Rada Powiatu w Wadowicach uchwalała w czwartek budżet na przyszły rok. To czas, gdy samorządy głosują plan wydatków i z jakiegoś nieoczywistego powodu co roku radni uznają uchwały budżetowe za jedną z najważniejszych.
Choć w istocie uchwała budżetowa nie ma aż tak dużego znaczenia, ponieważ w każdym momencie można ją zmienić, a ponadto żaden z samorządów w trakcie roku nie jest w stanie dotrzymać planu wydatków, to zawsze pod koniec grudnia radni lokalnych samorządów bardzo dużą wagę przywiązują do momentu uchwalenia budżetu.
Wokół tego jest też wiele sporów i dyskusji, bo przecież chodzi o pieniądze.
W Radzie Powiatu w Wadowicach uchwała budżetowa przeszła w czwartek (22.12) gładko, a opozycja uznała, że przygotowany przez starostę Eugeniusza Kurdasa budżet, z rekordowym deficytem i wydatkami 254 mln zł, jest do przyjęcia.
Na koniec jedna sesji radni uznali, że należy podkreślić niecodzienną zgodność i dziękowali sobie wzajemnie.
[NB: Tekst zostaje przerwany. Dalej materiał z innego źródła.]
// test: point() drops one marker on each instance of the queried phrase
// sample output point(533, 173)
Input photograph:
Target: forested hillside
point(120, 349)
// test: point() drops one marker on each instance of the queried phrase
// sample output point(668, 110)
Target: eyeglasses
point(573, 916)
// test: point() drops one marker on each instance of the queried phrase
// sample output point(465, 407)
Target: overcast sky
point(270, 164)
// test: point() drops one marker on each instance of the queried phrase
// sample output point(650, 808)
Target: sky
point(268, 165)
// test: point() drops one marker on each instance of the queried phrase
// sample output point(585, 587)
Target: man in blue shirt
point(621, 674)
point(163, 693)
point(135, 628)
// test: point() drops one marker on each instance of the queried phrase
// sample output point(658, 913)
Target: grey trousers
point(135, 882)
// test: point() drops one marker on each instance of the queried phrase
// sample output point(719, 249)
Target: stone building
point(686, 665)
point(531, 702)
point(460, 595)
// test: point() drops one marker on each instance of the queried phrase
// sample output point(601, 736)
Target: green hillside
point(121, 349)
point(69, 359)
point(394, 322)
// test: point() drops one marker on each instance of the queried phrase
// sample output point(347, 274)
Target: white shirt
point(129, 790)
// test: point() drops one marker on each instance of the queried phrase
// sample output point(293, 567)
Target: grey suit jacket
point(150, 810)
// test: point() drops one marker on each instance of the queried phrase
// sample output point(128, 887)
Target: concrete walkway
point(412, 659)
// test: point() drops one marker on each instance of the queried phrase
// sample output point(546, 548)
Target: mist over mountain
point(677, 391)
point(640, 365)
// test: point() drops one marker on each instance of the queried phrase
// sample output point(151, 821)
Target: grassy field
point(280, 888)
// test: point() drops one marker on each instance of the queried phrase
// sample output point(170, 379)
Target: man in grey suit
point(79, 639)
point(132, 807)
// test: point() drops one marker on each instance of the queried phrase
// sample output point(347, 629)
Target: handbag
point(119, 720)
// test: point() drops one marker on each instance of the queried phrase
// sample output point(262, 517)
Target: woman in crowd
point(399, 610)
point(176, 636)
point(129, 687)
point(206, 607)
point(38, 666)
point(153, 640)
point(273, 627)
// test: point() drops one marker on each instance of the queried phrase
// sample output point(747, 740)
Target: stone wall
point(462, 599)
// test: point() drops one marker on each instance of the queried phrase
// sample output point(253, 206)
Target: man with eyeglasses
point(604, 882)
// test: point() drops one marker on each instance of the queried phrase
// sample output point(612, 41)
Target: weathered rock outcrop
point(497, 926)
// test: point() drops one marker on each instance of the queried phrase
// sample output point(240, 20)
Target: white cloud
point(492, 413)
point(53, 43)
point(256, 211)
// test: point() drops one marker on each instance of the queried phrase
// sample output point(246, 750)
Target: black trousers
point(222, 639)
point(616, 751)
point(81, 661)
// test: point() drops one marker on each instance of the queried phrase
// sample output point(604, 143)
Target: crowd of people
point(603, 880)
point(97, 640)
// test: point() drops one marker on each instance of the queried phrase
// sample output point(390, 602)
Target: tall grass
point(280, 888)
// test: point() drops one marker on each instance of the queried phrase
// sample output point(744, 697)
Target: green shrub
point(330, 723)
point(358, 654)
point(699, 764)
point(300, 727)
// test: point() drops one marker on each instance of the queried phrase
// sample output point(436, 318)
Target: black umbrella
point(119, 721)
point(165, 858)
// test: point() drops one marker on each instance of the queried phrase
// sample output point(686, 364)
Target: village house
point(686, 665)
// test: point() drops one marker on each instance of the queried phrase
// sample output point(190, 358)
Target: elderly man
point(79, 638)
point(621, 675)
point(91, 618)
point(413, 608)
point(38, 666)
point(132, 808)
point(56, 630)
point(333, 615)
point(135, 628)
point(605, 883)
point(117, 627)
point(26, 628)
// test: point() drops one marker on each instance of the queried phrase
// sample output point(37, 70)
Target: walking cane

W tym właśnie momencie o głos poprosił radny opozycji Tadeusz Sabat i przypomniał o osobie, której na sesji nie było.
Chciałbym życzyć zarządowi zdrowia, ale przede wszystkim to zdrowia chciałbym życzyć pani wicestaroście, której tutaj dziś z nami nie ma i jest w szpitalu. Mam nadzieję, że szybko do nas wróci - mówił Tadeusz Sabat.
Jego życzenia dla wicestarosty poparli inni radni, a za dobre słowo radnemu podziękowała przewodnicząca rady Zofia Kaczyńska. Wicestarosta powiatu wadowickiego Beata Smolec drugi miesiąc przebywa na zwolnieniu lekarskim z powodu pogorszenia się stanu zdrowia.
Jak poinformował nas starosta Eugeniusz Kurdas, jest on w kontakcie z panią wicestarostą i wierzy, że już wkrótce będzie mogła kontynuować swoje obowiązki.